The Taste Gap
Or: It's not the AI kitchen, it's the human cook.
In the future? Your taste will be what matters.
We’re approaching an era where AI can do most tasks better than most humans. Already, we can get a draft of an email written, or a blog post, or a video script in next to no time.
All we have to do is prompt. Today I want to tell you that taste is the future of human work, and I’ll explain why.
Let me tell you a little story. For a long time, I wanted to be a music producer. But at a certain point, I recognized the gap between my appreciation of this art and my ability to create it was too large: it just didn’t come as naturally to me as it did to some of my peers who were born with a piano in their hands, so to speak.
If you’ve ever watched an expert music producer or songwriter create a song—you’ll see that they quickly get to a place that is pretty good, maybe even commercially ready. But at the point where 9/10 people think a song is finished, a great producer will say something like “well it’s a good start, sill sounds pretty rough to me!! I’ll need some time to improve them.”
And you think “what things, it already sounds great!”
But that’s just it.
They hear things we don’t, so what sounds right or good enough or wrong to you is what separates you from them. Their taste and talent create a gap.
So in a world where anyone can ask ChatGPT to write anything, the gap won’t be the raw outputs of AI—Steve’s ChatGPT agent vs. Linda’s.
Some people will look at that output and say “that’s good enough, ship it!” And others will say “that’s a good start but needs some work.”
That difference, in all fields, is taste.
When is an app, a website, a song, a movie good enough to release? When is anything ever good enough to publish?
Those with better taste will always get more value and better results from the same tools.

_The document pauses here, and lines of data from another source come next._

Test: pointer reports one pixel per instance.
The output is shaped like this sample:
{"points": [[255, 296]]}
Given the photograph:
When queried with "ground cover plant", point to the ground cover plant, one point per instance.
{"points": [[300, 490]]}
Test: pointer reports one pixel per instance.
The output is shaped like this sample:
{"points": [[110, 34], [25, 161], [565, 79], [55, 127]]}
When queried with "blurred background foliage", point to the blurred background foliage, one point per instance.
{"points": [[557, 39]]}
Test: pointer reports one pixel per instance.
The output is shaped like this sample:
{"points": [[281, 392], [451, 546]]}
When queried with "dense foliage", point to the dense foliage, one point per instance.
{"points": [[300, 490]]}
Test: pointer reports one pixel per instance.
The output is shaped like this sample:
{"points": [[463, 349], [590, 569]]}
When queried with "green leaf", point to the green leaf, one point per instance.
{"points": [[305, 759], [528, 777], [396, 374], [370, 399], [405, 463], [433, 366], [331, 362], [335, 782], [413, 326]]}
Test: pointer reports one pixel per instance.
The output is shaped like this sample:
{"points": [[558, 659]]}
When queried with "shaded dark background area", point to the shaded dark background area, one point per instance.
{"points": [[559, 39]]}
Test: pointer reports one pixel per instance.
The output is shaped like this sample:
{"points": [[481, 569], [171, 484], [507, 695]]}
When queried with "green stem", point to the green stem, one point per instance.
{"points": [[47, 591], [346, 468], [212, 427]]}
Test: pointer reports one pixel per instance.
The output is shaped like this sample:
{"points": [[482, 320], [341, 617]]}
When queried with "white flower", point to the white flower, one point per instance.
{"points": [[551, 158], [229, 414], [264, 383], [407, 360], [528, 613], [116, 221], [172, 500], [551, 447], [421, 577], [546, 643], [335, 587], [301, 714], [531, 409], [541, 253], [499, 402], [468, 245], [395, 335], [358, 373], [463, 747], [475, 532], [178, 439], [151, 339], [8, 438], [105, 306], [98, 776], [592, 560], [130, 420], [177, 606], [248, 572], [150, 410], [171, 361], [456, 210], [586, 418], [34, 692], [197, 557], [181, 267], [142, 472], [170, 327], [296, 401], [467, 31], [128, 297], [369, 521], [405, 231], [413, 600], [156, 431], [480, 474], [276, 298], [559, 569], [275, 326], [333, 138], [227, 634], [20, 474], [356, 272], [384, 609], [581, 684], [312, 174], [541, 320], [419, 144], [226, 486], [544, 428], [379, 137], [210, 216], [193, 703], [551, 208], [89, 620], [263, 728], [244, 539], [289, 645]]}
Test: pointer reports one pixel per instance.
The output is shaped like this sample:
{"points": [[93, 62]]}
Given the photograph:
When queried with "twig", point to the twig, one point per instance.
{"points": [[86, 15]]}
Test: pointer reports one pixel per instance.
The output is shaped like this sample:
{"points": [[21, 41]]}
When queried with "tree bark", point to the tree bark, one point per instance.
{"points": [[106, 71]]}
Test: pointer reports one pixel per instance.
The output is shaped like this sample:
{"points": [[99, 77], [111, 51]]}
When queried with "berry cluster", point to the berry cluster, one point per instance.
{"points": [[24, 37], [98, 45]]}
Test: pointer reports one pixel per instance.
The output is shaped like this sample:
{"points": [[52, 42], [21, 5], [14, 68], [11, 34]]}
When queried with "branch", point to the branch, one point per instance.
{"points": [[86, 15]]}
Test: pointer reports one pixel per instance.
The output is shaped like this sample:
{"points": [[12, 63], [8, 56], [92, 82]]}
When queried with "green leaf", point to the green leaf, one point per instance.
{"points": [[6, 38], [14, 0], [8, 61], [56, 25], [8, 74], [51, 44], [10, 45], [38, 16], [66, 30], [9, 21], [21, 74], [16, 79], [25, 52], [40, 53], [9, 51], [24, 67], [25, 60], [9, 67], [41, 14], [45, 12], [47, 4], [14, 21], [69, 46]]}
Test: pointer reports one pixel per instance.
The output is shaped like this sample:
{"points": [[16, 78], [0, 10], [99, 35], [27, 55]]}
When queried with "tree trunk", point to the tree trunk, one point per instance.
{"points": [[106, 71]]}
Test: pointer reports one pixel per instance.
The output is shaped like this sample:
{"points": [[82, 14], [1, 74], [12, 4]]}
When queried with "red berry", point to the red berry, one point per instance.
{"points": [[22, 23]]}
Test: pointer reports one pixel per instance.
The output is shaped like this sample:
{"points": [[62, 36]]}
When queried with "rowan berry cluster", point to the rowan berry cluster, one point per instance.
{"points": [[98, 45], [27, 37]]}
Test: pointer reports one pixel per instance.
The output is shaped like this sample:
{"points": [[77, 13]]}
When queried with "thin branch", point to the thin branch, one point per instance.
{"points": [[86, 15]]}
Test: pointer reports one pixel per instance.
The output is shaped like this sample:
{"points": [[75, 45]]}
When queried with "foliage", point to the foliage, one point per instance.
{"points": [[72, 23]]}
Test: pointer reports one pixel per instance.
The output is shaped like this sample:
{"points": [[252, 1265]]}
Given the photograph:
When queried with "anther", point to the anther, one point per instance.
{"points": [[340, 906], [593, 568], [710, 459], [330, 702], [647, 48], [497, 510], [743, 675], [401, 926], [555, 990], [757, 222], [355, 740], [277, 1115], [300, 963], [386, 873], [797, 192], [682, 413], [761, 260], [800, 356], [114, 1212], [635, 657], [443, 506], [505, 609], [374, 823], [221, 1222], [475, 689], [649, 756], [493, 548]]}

Trade Shows vs. Digital Spend
I recently went to a large trade show and asked over 100 attendees: “Are trade shows worth it?”.
One of the common phrases I heard was: “This trade show will be worth it if we close even one sale.”
With modest booths costing well upwards of $40k, one sale only makes sense when dealing with big-ticket items or large volumes.
In my experience, companies take for granted that in-person trade shows are something they must do, while often being hesitant to invest a similar amount in their digital efforts.
I think it boils down to expectations: If mid-sized companies hoped for one sale from 40k of investing in their website, they’d almost certainly be pleasantly surprised by the lasting effects of improving their positioning and digital storytelling. After all, a website can keep silently selling for years.
Conversely, if they really drilled down on trade show effectiveness, they might find it not to be worth it after all.
Bill Gates said: “Most people overestimate what they can do in one year and underestimate what they can do in ten years.”
My modification would be: "Most people overestimate what trade shows will do for them over a couple days and underestimate what branding and positioning will do for them over five years.”